BAHYA BEN JOSEPH IBN PAKUDA (Bahya ibn Paquda)—a theologian and philosopher of the ninth century. He lived in Spain, most likely in Saragossa, where he was educated and served as judge. His views were influenced by Judaism, Aristotle’s philosophy, Arab thought, and neo-Platonism. He tried to use philosophy to present the meaning of religion.

Bahya’s doctrine was divided following Aristotle into three sections: natural science, mathematics, and theology. He treated natural science and mathematics as practical doctrines since they provided material benefits. Mathematics included arithmetic, geometry, astronomy, and music. He considered theology as the highest science. Theology concerns divine matters and its object includes God’s attributes, the divine law, and also spiritual beings and the soul (as necessary for knowing God). He formulated theology in the form of the so-called duties of the heart. It was not theology as first philosophy (as in Aristotle) but a “divine science” inseparable from Revelation that set as its goal the rational justification of man’s spiritual duties to God. The duties consisted not only in external conduct in the world, but also in principles in thought and moral conduct. These were expressed in the form of ten theses or counsels: recognition of God’s unity, the possibility of knowing God solely by what He created, obedience to God, trust in God, serving God, humility before God, conversion, constant examination of one’s conscience, asceticism, and love for God. Bahya showed God’s unity and demonstrated his existence as the first cause who can be known only after what he created.
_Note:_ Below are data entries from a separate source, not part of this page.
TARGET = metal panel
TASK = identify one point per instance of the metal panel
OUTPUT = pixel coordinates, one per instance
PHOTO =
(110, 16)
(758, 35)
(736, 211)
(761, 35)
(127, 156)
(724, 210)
In accordance with the Bible he stated that the world was created from nothing, but he did not provide a philosophical justification for this.

In his doctrine on the soul he followed neo-Platonism and showed that the soul is an alien element in relation to the world and it aspires to God. The soul is endowed with two attributes: desire and the ability to judge, an ability based on the reason. The first attribute is necessary to maintain society. The second attribute is necessary to perform the duties of the heart. Bahya strongly emphasized asceticism. He understood asceticism not as a hermit’s life far from society but primarily as the observation of asceticism in the heart, i.e., a life in accordance with God’s will and avoiding unnecessary things.

Bahya was the author of the work Kitab al-hidayah ila fara’id al-qulub (On the duties of the heart) written in Arabic between 1080 and 1090 (ed. Leida 1907–1912, English translation, Northvale 1996). In 1161 this work was translated into Hebrew by Ibn Tibbona and is one of the oldest Hebrew translations from Arabic (Hobot ha- lebabot; ed. W 1856, J-NY 1996). After it was translated it became a very popular work, in particular because of its clear and logical structure.

D. Kaufmann, Die Theologie des B. ibn Pakuda, in idem, Gesammelte Schriften, II, F 1910; G. Vajda, La théologie ascétique de B. ibn Paquda, P 1947; L. Gardet, Un grand spirituel juif. B. ibn Paquda, La view spirituelle 85 (1951), 399–406; Z. Kuksewicz, Zarys filozofii średniowiecznej [Outline of medieval philosophy], Wwa 1982, 546–547, 644–645 (passim); H. and M. Simon, Geschichte der jüdischen Philosophie, B 1984 (Filozofia żydowska [Jewish philosophy], Wwa 1990).